The contract, which has an initial award worth $54M with the potential to scale up to $71M, will be carried out at the fleet’s Pearl Harbor HQ and at shipyards and installations in the continental US, CEO Jake Loosararian told Tectonic.
Fast climber: Gecko, founded in 2013 by college friends Troy Demmer and Loosararian, has had a busy year. The company hit unicorn status after a $125M Series D led by Cox Enterprises last June and inked major deals with grid operators, oil and gas firms, the US Navy, Air Force, and defense primes—all in the last 12 months.
Put simply, the company’s robots and AI-powered inspection software analyze the health of critical infrastructure.
- Gecko’s climbing, crawling, and swimming robots inspect hard-to-reach infrastructure like power plants, submarines, and aircraft carriers.
- The company currently operates a fleet of about 250 of ‘em across both commercial and government customers, with plans to produce dozens more this year.
- Their ultrasonic sensors and Cantilever software detect corrosion, cracks, and structural issues before they become failures and produce 3D visualizations and maintenance insights to help customers plan repairs, extend asset life, and avoid downtime.
- The company says its tech can identify repairs up to 50 times faster and more accurately than manual inspection methods.
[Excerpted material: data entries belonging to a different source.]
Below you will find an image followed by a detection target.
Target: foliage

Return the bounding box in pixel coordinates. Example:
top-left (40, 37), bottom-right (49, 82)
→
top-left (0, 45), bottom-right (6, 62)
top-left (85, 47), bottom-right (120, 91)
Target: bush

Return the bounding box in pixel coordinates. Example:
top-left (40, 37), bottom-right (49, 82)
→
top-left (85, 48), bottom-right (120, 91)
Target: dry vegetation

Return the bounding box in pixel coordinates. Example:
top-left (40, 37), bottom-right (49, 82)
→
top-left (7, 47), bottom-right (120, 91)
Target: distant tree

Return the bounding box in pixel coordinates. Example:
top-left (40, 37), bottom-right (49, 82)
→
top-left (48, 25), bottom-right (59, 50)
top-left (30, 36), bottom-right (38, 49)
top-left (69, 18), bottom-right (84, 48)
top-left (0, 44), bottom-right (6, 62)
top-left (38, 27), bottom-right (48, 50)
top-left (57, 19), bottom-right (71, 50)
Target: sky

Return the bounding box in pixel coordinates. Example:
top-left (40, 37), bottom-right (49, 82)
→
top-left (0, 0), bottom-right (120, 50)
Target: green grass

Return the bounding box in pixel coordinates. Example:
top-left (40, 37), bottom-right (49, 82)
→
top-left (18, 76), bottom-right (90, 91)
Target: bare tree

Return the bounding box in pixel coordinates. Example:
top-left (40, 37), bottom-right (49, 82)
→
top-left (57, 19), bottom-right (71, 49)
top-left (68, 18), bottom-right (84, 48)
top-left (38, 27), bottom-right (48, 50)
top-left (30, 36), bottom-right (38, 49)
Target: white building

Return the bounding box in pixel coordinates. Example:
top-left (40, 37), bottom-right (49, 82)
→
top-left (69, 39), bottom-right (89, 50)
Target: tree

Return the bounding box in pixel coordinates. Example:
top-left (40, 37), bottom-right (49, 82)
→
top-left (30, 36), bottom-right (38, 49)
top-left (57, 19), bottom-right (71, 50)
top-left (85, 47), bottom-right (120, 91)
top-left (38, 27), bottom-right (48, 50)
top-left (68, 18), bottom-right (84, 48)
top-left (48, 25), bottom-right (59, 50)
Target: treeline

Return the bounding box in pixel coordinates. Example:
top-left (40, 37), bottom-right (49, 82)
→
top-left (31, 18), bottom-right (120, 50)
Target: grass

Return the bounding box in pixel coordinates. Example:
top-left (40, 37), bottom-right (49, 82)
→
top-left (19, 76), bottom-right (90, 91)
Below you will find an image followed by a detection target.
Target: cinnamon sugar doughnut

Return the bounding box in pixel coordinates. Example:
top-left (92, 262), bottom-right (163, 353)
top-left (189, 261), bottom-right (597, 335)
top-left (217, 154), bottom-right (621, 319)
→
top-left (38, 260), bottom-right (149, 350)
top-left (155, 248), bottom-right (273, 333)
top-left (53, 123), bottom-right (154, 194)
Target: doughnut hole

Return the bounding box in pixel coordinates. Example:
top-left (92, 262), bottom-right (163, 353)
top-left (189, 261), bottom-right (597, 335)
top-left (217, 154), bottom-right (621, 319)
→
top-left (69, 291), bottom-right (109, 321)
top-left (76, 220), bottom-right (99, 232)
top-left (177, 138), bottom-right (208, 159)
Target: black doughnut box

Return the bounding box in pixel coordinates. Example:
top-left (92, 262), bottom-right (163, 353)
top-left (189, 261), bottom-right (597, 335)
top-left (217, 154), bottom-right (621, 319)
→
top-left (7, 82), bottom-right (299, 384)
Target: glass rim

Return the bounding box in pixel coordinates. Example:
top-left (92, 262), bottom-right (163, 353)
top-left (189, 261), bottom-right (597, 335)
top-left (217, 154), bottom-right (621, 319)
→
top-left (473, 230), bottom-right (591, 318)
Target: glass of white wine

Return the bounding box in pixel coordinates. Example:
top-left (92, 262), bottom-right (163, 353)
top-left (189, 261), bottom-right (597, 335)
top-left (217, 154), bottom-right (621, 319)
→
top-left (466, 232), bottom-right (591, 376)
Naval gazing: That tech has proven pretty popular with the Navy, especially in light of, well, all of the shipbuilding and fleet maintenance issues the service is (in)famous for.
- On top of active contracts with the Navy for maintenance of assets in service, including destroyers, amphibious ships, aircraft carriers, and Virginia and Columbia-class nuclear subs, they’ve gone into the shipbuilding industrial base with component manufacturers.
- In the past few months, they’ve teamed up with major Navy supplier Trident Maritime Systems and BPMI, the prime for the Naval Nuclear Propulsion Program (NNPP), to speed up the production of components and cut inspection time.
Fleet weak: Under the new $71M-ceiling IDIQ, Gecko’s heading to the Pacific to put its robots and software to work on 18 ships in the Pacific Fleet, starting off with guided missile destroyers (DDGs) and amphibious assault ships (AAS), according to Loosararian. But they’re betting it’ll quickly expand further.
“I’m super shocked by the pace of the demand. We just got this task order this month, and we’re already on two ships,” he said. “It speaks to how important and how in-demand the tech is, and all indications seem to show that 18 ships is going to [be the start] and they’re going to try to get more in.”
Ready or not: The goal, according to the company, is to help the Navy reach the Chief of Naval Operations’ 80 percent fleet readiness target by 2027, which is a date we’re guessing is circled on a lot of calendars in the Pacific.
“Look, you go to war with the army, or in this case, the navy, that you have, and so it’s just not good enough to wait five or ten years for results and impact by robotics and AI,” Loosararian said. “Getting this [contract] represents the pragmatism of the Navy, which I think they’re pretty known for.”